Bastille – Give Me the Future (Album Review)

The heroics and villainy of technology, dystopia, and the warring factions of reality and surreality. Blurring the lines between reality and virtual insanity, the Brit pop-rockers in Bastille pay homage to our troubled times with their fourth full-length, Give Me the Future, which arrived Friday, February 4, 2022, thanks to EMI Records.

While the band has grown over the past 12 years and their three full-length releases, casual listeners will be happy to hear that there’s not an enormous chasm between hit-single “Pompeii,” from their 2013 debut, Bad Blood, and any of the quartet’s most recent creations. So, if for some reason you missed 2016’s Wild World or 2019’s Doom Days, well, you’re going to be okay heading into the future. But where have you been?

At 13 songs, which includes two instrumental interludes and one Spoken Word offering, Give Me the Future has 10 phenomenal songs that provide the perfect escape from 2022. Executive produced by OneRepublic’s Ryan Tedder, Bastille’s fourth full-length is flashy yet intelligent. Centering around the waking nightmare of our modern times, and a desperate need to break away from the madness that has plunged us into the frigid waters of technology in search of release, the collection amps up the band’s electronic elements as they invite their listeners to consider both the ups and downs of dreaming in digital.

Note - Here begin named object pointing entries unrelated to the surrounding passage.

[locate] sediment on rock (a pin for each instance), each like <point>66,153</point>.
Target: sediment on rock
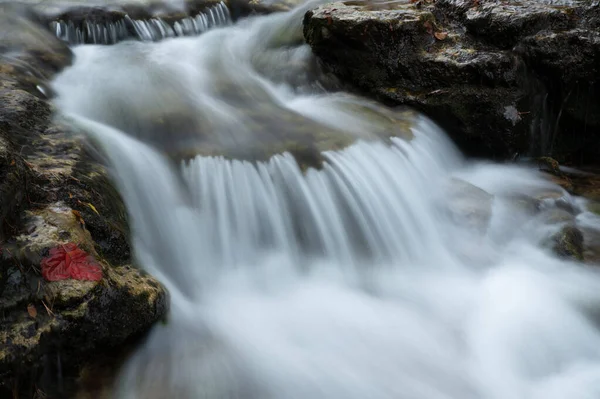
<point>53,193</point>
<point>504,78</point>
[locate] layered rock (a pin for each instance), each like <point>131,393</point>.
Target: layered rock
<point>505,78</point>
<point>53,192</point>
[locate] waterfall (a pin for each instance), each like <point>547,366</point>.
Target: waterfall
<point>153,29</point>
<point>394,268</point>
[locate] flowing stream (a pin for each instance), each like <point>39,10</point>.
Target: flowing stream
<point>396,269</point>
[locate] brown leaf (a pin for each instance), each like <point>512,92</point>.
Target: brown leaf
<point>78,217</point>
<point>440,35</point>
<point>93,208</point>
<point>32,311</point>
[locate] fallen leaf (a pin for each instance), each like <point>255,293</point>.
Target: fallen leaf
<point>32,310</point>
<point>440,35</point>
<point>78,217</point>
<point>69,261</point>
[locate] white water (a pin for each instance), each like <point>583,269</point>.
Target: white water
<point>360,280</point>
<point>153,29</point>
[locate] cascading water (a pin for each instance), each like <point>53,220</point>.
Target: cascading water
<point>153,29</point>
<point>361,279</point>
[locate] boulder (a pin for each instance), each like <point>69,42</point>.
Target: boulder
<point>54,192</point>
<point>504,78</point>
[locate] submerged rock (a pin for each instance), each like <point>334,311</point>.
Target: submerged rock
<point>504,78</point>
<point>568,243</point>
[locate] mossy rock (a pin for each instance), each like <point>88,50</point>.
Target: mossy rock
<point>568,243</point>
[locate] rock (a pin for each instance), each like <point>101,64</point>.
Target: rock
<point>54,191</point>
<point>568,243</point>
<point>469,205</point>
<point>491,73</point>
<point>73,320</point>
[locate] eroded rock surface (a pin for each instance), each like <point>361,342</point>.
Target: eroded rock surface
<point>504,77</point>
<point>53,192</point>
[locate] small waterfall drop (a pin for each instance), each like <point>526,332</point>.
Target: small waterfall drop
<point>153,29</point>
<point>369,275</point>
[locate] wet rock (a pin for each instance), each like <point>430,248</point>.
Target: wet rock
<point>72,319</point>
<point>469,205</point>
<point>54,191</point>
<point>568,243</point>
<point>505,78</point>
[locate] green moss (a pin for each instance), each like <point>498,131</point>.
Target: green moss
<point>568,243</point>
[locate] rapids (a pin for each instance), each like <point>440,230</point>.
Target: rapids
<point>354,280</point>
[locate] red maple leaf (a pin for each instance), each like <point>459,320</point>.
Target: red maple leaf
<point>69,261</point>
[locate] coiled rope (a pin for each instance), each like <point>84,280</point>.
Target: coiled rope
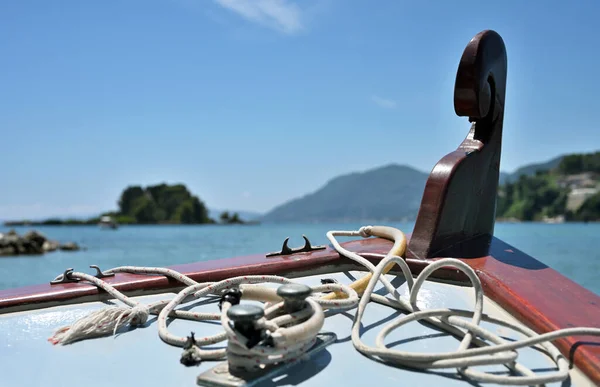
<point>291,334</point>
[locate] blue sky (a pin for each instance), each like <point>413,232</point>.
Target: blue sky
<point>251,103</point>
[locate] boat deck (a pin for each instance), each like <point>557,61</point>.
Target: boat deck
<point>140,357</point>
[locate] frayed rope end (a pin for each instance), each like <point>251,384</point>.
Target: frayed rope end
<point>100,323</point>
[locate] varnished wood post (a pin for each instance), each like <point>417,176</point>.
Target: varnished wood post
<point>458,209</point>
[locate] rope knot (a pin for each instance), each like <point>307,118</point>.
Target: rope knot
<point>365,231</point>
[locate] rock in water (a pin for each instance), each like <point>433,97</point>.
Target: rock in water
<point>32,243</point>
<point>50,246</point>
<point>35,238</point>
<point>70,246</point>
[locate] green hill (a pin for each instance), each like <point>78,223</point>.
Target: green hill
<point>529,170</point>
<point>392,192</point>
<point>570,189</point>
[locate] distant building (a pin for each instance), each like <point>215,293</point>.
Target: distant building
<point>580,180</point>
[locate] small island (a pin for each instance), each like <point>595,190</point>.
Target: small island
<point>155,204</point>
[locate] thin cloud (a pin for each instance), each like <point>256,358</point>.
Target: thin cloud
<point>281,15</point>
<point>384,102</point>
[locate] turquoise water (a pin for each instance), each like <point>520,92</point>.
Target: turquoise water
<point>572,249</point>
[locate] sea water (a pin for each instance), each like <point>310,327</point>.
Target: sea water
<point>570,248</point>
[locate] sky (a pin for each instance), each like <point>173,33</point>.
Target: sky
<point>253,102</point>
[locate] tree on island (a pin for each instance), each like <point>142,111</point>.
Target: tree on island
<point>162,203</point>
<point>233,219</point>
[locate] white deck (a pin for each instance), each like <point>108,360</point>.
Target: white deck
<point>139,357</point>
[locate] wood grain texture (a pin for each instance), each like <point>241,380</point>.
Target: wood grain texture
<point>457,213</point>
<point>537,295</point>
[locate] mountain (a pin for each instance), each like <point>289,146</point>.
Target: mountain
<point>391,192</point>
<point>529,170</point>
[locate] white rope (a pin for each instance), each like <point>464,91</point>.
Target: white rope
<point>292,334</point>
<point>494,349</point>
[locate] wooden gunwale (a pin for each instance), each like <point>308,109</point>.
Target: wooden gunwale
<point>537,295</point>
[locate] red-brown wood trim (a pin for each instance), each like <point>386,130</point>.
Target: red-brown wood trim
<point>537,295</point>
<point>544,300</point>
<point>38,296</point>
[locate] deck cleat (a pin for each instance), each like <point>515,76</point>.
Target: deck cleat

It isn’t enough to start a riot.Or so Lead Vocalist Dan Smith proclaims as he leads his bandmates—Kyle Simmons (keys, backing vocals), Will Farquarson (guitar, bass, backing vocals), and Chris Wood (drums, backing vocals)—into the breathy atmospherics of “Distorted Light Beam.” Here, they hold nothing back as they present a dangerously infectious dance through the possibilities that live within our dreams as well as inside our computers and phones. Riding high on these self-edited projections, they evoke Prince’s “When Doves Cry” in the opening notes of the feel-good, radio-ready bop “Thelma + Louise.”

What follows repeats the topics laid out in the pair of opening tracks—escape through our monitors and minds, feeling disconnected to the waking world, fictionalizing ourselves to find self-acceptance—while offering a delicious sonic gumbo. For starters, they find some 1980s inspo amid “Back to the Future,” where they condense a beach party into the front seat of a time-traveling DeLorean. Likewise, “Shut Off the Lights” may feel familiar as it echoes its predecessor with a joyful romp between the sheets, inhaling more sea salt into its lungs. But the retro feels don’t stop there as the foursome tries to use a keyboard to transcend the mundane on the entrancing “Stay Awake?”

Meanwhile, the dark, sultry sway of “No Bad Days” allows Smith’s vocals to soar, paving the way for a stunning piano solo. It is this perfectly placed moment that sets the tone for the elegant “Brave New World,” an instrumental that evokes the feel of the 1930s and old Hollywood glamor—as well as the Huxley novel from which it takes its name. In fact, throughout the remaining tracks, its magical mood will echo back to us in the fever dream of “Give Me the Future,” as well as inside the body of a second interlude, “Total Dissociation.”

These carefully planned nods and winks maintain the cohesion of Give Me the Future as the band experiment with Hip-Hop pacing on “Plug In…” and invite British Actor-Rapper Riz Ahmed to deliver the stellar Spoken Word offering, “Promises.” Of course, there are those tracks that fail to find a twin, such as the fingers-snapping “Club 57” and the epic grand finale, “Future Holds.” Featuring British Electro-Acoustic duo Bim, it pulls together the dustings of funk from “Back to the Future,” but warps itself into something else thanks to a Gospel-worthy choir before signing off on a powerful high.

It’s easy to see that Give Me the Future is a product of the time in which it was made. Neither a condemnation of nor a proud redemption for 2021-2022, the LP simply presses ‘Play’ on social commentary as it sets the stage for Bastille to level up, integrating further electronics and creating some of their most irresistible music, to date. Sure, it might sound like the pristine utopia that we hunt, it’s a thought-provoking call to awareness; urging listeners to open their eyes to the fiction in which we exist and aim for something more.

Much like an invigorating fever dream, Give Me the Future is a spark of speculative fiction that might already be our present reality. For this, Cryptic Rock gives Bastille’s latest 5 out of 5 stars.